Towns prepare for snowstorm
With as much as two feet of snow forecast to hit the state Friday into Saturday, local officials are preparing for what could be the biggest snowstorm so far this winter.
Weather professionals are predicting the snow will start early on Friday and into Saturday morning. At times the snow could fall at a rate of 2 to 4 inches per hour and visibility could be zero.
Gary Lessor, chief meteorologist at Western Connecticut State University, told the Republican-American that this snowfall could more than double the snowfall total so far this season, currently at 21.8 inches.
Naugatuck and Region 16 (Beacon Falls and Prospect) have canceled school on Friday and town officials are getting ready for the snow.

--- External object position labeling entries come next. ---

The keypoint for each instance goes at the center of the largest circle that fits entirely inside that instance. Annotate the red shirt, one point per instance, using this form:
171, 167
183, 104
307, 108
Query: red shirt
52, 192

“Every truck we own has a plow and sander. We even have a snowblade on a payloader,” Prospect Mayor Robert Chatfield said.
Chatfield added the Department of Transportation is currently storing salt in Prospect as well. Therefore, when the town trucks run out of salt, they can remain in Prospect to refill rather than traveling to Waterbury or Beacon Falls.
Chatfield said the trucks would be ready to go as soon as the snow starts falling.
One thing Prospect has going for it this winter is the new public works garage that was completed in November.
“The new public works garage is coming in real handy,” Chatfield said.
Naugatuck Mayor Robert Mezzo said on his blog the borough is getting ready as well.
“Naugatuck Public Works crews will be pretreating roads in anticipation for the storm, and are prepared to respond accordingly throughout the weekend,” Mezzo wrote.
Mezzo said Town Hall and all other non-emergency management departments will be closed on Friday.
Mezzo reminded residents that the sidewalks in front of their houses were their own responsibilities and needed to cleared.
“We ask that all reasonable efforts are made to comply with this requirement,” Mezzo said.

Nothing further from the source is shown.